The K2 report also makes it clear that advertisers have waited far too long to adopt adequate financial controls to prevent the kinds of non-transparent agency practices revealed in their study. Now is the time for advertisers to act. Complacency will only exacerbate the problem and increase the exposure.
The ANA, in conjunction with our General Counsel, Reed Smith LLP, has developed a media agency Master Media Planning & Buying Services Agreement which can be used by advertisers in developing their own agency agreement.

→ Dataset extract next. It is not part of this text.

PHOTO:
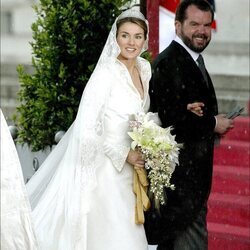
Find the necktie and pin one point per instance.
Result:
(202, 68)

The template was adapted from work originally done by ISBA (the Incorporated Society of British Advertisers) and its legal counsel Fieldfisher.
Further, in partnership with Reed Smith, ANA is offering a contract workshop for advertiser/agency agreements on Oct. 4 in New York and Nov. 16 in Chicago, open to advertisers.
Advertisers are indeed generally overmatched in contract negotiations with their agencies. To help level the playing field, advertisers first need to acknowledge that and then are very much encouraged to take advantage of the resources noted herein -- the report "Media Transparency: Prescriptions, Principles, and Processes for Advertisers," the media agency Master Media Planning & Buying Services Agreement, and contract workshop for advertiser/agency agreements.
The head of the 4A's recently commented, "It's inappropriate for a trade association to comment on contractual language, which is between two contracting parties, not between two trade associations." ANA disagrees! Since the contract defines the commercial relationship between advertiser and agency, it is only right that we provide guidance to members.